INCREASED COMPETITION

  • Your goal here is to defend your market share. You might want to, for example, offer a permanent discount via a copay card. Reinforcing updated clinical trial data can also give potential switchers pause to rethink treatnent options.
  • Work closely with your HCP team to get feedback on what potential new competitors are saying about their product as opposed to yours.
  • I also believe that you should conduct reserach with current patients to ask them “why they have stayed on therapy?”. You might find, for example, that it’s just convenience of being used to your product and having few side-effects.

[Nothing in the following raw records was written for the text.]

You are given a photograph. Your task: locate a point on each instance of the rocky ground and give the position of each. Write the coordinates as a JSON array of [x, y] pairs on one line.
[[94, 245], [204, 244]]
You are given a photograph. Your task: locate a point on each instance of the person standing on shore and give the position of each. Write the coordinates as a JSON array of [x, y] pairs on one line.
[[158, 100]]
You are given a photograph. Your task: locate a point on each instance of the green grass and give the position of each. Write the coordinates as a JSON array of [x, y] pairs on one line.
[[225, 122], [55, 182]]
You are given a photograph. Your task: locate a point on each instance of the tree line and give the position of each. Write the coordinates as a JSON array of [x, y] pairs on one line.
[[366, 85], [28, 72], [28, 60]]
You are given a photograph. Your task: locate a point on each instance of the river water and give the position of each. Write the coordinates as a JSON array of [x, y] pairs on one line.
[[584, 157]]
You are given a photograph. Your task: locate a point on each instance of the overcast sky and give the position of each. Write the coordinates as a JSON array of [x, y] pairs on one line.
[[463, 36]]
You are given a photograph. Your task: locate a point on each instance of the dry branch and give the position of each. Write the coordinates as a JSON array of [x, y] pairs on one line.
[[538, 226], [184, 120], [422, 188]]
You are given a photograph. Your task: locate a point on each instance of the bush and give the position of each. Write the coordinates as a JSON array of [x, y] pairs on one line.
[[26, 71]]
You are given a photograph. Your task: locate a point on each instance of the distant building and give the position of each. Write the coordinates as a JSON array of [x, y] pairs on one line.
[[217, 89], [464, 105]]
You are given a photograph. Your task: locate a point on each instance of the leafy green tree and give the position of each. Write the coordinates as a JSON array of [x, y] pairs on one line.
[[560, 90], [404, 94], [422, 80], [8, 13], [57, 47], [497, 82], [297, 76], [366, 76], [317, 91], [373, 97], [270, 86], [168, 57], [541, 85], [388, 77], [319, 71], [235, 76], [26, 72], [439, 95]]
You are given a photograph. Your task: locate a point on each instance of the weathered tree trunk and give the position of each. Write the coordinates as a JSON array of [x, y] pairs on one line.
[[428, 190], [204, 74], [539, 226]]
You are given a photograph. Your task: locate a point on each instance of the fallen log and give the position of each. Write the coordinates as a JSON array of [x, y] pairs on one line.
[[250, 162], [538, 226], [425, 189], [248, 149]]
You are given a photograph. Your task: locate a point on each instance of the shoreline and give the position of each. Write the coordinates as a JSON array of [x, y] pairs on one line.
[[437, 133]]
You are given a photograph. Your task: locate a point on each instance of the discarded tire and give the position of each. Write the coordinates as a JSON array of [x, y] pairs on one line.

It’s been my experience that DTC marketers are being asked to justify budgets for just about everything. What can be cut without affecting market share? Do we really need another TV ad flight? Why do we need a content plan?

The above list is by no means complete, but it highlights some important metrics that senior managers can understand. If you have good agency relationships, you should be asking them to justify recommended tactics as well.

Mose senior people know the cost of marketing but not the value. You need to plant seeds with them and update them on how patient behavior has changed and what they are doing before asking for a new treatment. An easy-to-understand snapshot of what’s happening in the market is always welcome and usually leads to people asking questions like, “what if we expanded our website content?”.

You’re marketing not only to patients but also to company influencers who want to understand why you’re spending so much on DTC.